I don’t know, really. I voted “Remain,” but now that the decision has been made, I don’t think we should have a second referendum. We now have to get on with it. The very strange thing about voting on these things is that I always feel inexpert. I’m often voting for sentimental emotional reasons, and I just feel as if I’m not qualified. I feel the same with the general election, and I sit up worrying about it. I read as much as I can but I always feel I’m not an expert at this.
I just wonder if you ever look around at the England of today and see a relationship to the England of the plays you’ve been in. You talk about the expertise you lack, but you’ve played a lot of powerful men.

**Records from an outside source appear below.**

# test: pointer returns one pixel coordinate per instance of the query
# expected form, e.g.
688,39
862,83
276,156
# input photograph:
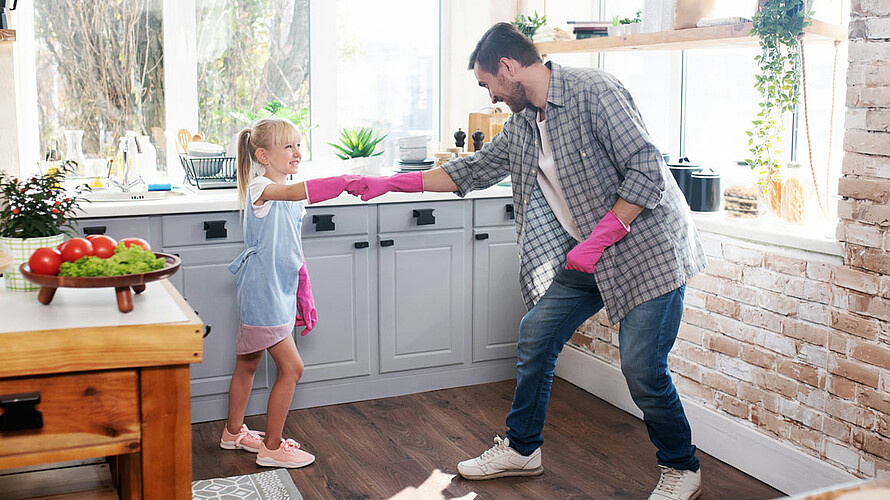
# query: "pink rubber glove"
306,314
329,187
372,187
586,254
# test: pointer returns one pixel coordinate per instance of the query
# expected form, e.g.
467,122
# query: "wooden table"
110,384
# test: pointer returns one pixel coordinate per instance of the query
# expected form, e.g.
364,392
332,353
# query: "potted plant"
529,25
359,147
34,212
779,26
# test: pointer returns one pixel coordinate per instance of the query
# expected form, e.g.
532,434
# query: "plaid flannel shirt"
602,152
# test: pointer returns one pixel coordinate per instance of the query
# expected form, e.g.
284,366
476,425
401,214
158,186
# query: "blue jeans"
645,337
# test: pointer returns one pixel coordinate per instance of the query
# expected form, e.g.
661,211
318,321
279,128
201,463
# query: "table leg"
166,433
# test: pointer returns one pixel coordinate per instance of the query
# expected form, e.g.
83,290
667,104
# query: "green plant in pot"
779,26
34,212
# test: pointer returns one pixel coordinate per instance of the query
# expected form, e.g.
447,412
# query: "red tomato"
75,248
45,261
136,241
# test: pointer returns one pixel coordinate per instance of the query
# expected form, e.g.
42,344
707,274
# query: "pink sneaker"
287,455
246,439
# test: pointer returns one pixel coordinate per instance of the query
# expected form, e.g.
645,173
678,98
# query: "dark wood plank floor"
408,448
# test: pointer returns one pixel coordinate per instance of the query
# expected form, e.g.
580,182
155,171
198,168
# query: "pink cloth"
372,187
586,254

Yes, I’ve played rulers, but I’ve never been asked that. Isn’t that awful? Richard II was actually the last great Shakespeare king I played, and that was interesting to play in a country that was at the height of the Brexit debates. You do sit there thinking, Oh my Lord, these arguments have been waged for centuries. It’s always the same.
You were knighted recently, is that right?
Yeah, six months ago.
Was that a big deal for you, or was it just something that happened?
Yeah, it was great. My dad was knighted. He came from a working-class family in Essex, a place called Romford. So when the letter came through, it meant a lot that I was doing what Dad did, really—from a slightly different starting point, but you know, the same end. So I accepted for my own benefit but also for him.
Has he always been supportive of your career?
I mean, looking back now, yeah. My parents were both incredibly open-minded about the adventures of life. It’s quite interesting looking back from my advanced age at what our childhood was like; we went all around the world, the Far East. That was a brave thing to do, coming from their backgrounds, to just say, “We’re going to just really go for whatever stimulation we can find.” They found it all over the world, in North Africa and Germany and Hong Kong. And Dad was a great musician—he still is a great musician. There was always that side that he loved very much. I think that’s what he instilled in us. He was a military doctor, and I’ve got three doctor siblings, so that’s sort of predictable—doctors tend to breed doctors, don’t they? My mom was a doctor as well. But there was never a moment of surprise when I said, “I’m going to be an actor.” They didn’t say, “Oh, I think you should reconsider that.” Not even a flicker. Dad just said, “We knew that.”
What’s the last book you’ve read that you loved?
Well, I finally just started reading Graham Greene, who I’d never read before, Travels With My Aunt. It’s sensational. Weirdly, I’ve read two books about 19th-century Europe, one by Julian Barnes and one by Orlando Figes, which are brilliant, all about Europe and the railways, and all these composers and writers whizzing around Europe on the new trains and meeting that.
I went through a funny stage where for 20 years I didn’t read fiction at all. When I left university, where I read English, I decided I’d had enough of fiction. But about three years ago decided that to read all the big boys and girls. I’ve got Joyce. I’ve done Proust, who I thought was amazing. Madame Bovary, which I’d never read. So good.
Did you happen to read Middlemarch?
I read it last year.
I did too, oddly enough.
Isn’t it great? I’d never read Jane Eyre. Really shaming, you know? I’m doing a lot of 19th century. One of the things I have to do before coming to New York is pack my suitcase with the reading for four months. I do realize I can actually buy books there, but I have to have a sort of plan out what I’m going to read. And I’m a terrible completist, so once I’ve started at Graham Greene, I’ve got to read them all. I always need a project.